Fix Add a dedicated tests/test_jsonl_parser.py covering all _parse_tool_result dispatch arms, parse_session entry-type dispatch, metadata accumulation, malformed-entry resilience, and _normalize_content / _extract_text / _extract_images helpers.
Effort M
Priority High — parser is zero-tested on untrusted, schema-evolving input. Pairs with CCC2 (CI must exist to run the tests).

What already exists

tests/test_null_usage_tokens.py

Covers one narrow slice of _process_assistant: null token fields in the usage object.

  • TestProcessAssistantNullUsage — 8 cases asserting null token fields don't raise and default to 0.
  • TestParseSessionNullUsage — 2 integration cases via temp file; null cache_read_input_tokens and mixed null/valid entries.
  • TestEstimateCostNullUsage_estimate_cost from session_stats.py (out of scope for this issue).

Gap: Null-usage is the only parser path with any coverage. Every other entry type, content shape, and tool result variant is untested.


tests/test_export_exclusion_filtering.py, tests/test_export_state.py, tests/test_cli_args.py

These cover export filtering, incremental-export state, and CLI argument parity respectively. None touch jsonl_parser.py directly.


Identified gaps

Gap 1: _parse_tool_result — 14 dispatch arms, 0 tests

The function classifies a toolUseResult dict by key presence. Each arm:

Result type Key(s) used for dispatch
bash stdout or stderr
file_edit structuredPatch, or filePath + newString
file_write filePath + content (no patch)
glob filenames (list)
grep mode + numFiles
file_read file (dict with filePath, numLines, content)
web_search query + results
web_fetch url + code
task (message variant) task_id or message
task (retrieval variant) retrieval_status + task
task (completed subagent) agentId + totalDurationMs
task (async launched) agentId + isAsync
todo_write newTodos or oldTodos
user_input questions + answers
plan plan + filePath
unknown fallback

No test exercises any of these. Schema evolution (e.g., codestatusCode in web_fetch) will be silent regressions.

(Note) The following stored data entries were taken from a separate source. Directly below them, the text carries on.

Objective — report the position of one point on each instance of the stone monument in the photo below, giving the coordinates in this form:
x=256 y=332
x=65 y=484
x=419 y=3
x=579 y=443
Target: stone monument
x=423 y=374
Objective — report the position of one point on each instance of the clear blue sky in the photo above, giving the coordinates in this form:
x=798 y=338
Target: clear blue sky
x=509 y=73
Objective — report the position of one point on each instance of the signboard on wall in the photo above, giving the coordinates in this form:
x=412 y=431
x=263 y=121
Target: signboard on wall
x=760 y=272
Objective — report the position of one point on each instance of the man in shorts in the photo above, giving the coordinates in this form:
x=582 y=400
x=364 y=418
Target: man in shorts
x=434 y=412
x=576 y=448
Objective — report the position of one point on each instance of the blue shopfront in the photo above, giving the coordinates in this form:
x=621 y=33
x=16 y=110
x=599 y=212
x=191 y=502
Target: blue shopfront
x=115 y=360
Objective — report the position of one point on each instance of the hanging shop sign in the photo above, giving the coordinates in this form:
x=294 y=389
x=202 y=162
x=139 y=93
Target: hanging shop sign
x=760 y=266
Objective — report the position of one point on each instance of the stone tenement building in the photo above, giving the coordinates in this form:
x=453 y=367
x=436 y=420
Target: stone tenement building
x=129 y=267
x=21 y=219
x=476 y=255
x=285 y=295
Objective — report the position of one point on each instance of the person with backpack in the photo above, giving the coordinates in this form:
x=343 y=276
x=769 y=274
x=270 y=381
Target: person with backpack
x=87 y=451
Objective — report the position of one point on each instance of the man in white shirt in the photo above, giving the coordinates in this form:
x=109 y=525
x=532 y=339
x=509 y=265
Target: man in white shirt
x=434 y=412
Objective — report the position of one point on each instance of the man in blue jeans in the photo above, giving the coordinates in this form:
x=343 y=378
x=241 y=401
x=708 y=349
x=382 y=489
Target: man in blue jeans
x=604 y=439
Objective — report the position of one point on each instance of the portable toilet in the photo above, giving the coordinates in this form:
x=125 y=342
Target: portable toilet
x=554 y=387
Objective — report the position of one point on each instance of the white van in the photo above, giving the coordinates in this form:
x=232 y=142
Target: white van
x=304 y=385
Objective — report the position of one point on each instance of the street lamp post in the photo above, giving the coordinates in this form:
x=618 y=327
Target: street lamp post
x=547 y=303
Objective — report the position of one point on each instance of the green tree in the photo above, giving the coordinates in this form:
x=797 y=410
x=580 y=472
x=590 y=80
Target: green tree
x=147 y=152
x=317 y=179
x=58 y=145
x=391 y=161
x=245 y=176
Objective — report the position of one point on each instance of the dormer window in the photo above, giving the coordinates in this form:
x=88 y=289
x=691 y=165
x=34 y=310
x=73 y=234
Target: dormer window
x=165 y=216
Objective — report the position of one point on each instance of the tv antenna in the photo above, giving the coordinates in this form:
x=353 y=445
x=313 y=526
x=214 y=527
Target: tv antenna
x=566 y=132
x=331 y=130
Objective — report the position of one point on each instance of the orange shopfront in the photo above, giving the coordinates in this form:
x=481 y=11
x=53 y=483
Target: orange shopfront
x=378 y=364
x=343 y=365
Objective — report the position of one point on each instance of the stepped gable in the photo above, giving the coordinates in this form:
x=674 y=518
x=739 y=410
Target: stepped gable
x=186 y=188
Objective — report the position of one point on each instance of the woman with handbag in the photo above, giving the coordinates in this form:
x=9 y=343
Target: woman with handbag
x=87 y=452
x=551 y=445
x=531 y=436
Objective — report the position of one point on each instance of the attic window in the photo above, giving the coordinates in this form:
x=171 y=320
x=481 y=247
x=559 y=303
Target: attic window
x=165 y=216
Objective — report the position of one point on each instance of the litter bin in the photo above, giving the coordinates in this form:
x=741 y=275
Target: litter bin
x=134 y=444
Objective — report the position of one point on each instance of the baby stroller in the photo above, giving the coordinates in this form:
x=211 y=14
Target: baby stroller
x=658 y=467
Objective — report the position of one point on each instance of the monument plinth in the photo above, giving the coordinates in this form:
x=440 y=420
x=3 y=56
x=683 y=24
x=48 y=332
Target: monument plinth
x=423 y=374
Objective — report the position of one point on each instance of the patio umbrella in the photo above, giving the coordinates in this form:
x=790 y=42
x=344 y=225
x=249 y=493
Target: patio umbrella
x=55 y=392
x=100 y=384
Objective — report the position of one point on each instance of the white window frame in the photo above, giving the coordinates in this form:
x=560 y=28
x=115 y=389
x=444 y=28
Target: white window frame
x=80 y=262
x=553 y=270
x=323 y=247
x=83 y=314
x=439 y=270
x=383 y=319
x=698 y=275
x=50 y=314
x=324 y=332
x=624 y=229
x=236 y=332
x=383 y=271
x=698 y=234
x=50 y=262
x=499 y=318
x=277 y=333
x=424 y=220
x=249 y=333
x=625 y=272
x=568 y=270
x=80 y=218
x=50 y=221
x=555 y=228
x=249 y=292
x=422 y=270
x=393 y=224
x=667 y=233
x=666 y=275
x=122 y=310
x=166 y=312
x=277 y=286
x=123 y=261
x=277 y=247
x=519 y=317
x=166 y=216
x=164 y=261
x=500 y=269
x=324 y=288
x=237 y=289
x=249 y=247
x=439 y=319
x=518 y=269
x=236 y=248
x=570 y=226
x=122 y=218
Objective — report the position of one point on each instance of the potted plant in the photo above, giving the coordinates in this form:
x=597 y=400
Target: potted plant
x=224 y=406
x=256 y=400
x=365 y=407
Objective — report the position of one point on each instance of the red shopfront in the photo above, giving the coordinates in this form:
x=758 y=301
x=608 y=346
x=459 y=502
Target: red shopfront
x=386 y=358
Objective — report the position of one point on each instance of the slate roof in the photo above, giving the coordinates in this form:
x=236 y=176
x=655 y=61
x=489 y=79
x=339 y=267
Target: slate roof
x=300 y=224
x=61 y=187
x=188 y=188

Gap 2: parse_session — entry-type dispatch

parse_session dispatches on entry.get("type") to four handlers. Not tested:

  • A session with only user entries (no assistant).
  • A session with only assistant entries.
  • An entry with an unknown type (silently ignored — should stay silent).
  • isSidechain: true incrementing sidechain_messages.
  • file-history-snapshot type extracting timestamp from snapshot.timestamp.
  • entry_counts accumulation across mixed entry types.
  • Wall-clock time calculation from first_timestamp / last_timestamp.
  • Empty file (zero entries) returning a valid skeleton.

Gap 3: _process_user — metadata and content extraction

  • version, cwd, gitBranch, permissionMode only captured from the first user entry (subsequent ones must not overwrite).
  • toolUseResult images extracted from nested content list.
  • Missing message key (entry.get("message", {})) — must not raise.
  • content as a plain string vs list of typed blocks.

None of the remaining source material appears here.